North Korea’s leader is in Russia to meet Putin, with both locked in standoffs with the West

SEOUL, South Korea (HRNW) — North Korea’s Kim Jong Un rolled into Russia on an armored train Tuesday to see President Vladimir Putin, a rare meeting between isolated leaders driven together by their need for support in escalating standoffs with the West.

Kim is expected to seek economic aid and military technology for his impoverished country, and, in an unusual twist, appears to have something Putin desperately needs: munitions for Russia’s grueling war in Ukraine.

This meeting is a chance for the North Korean leader to get around crippling U.N. sanctions and years of diplomatic isolation. For Putin, it’s an opportunity to refill ammunition stores that the war has drained.

North Korea’s official Korean Central News Agency said Kim boarded his personal train bound for Russia on Sunday afternoon, accompanied by members of the ruling party, government and military.

His final destination is uncertain. Many had assumed Kim and Putin would meet in Vladisvostok, a Russian city close to the border where the two leaders had their last meeting in 2019, and which Putin is visiting this week for an economic forum.

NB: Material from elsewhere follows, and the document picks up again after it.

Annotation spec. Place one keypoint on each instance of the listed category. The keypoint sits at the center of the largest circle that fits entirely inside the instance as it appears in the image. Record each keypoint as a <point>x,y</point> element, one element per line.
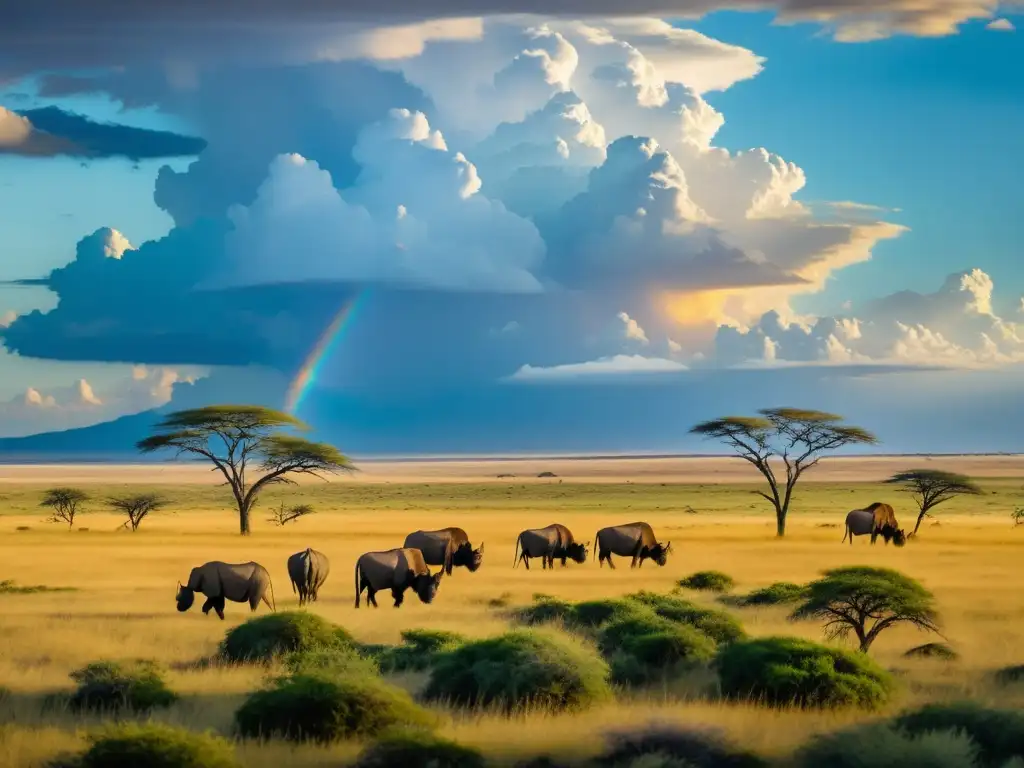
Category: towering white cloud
<point>955,327</point>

But Kremlin spokesman Dmitry Peskov confirmed only that Kim has entered Russia, and state news agency RIA-Novosti later reported his train had headed north after crossing the Razdolnaya River, taking it away from Vladivostok. The South Korean news agency Yonhap later published a photo it said showed the train in Ussuriysk, a city about 60 kilometers (about 40 miles) north of Vladivostok that has a sizable ethnic Korean population.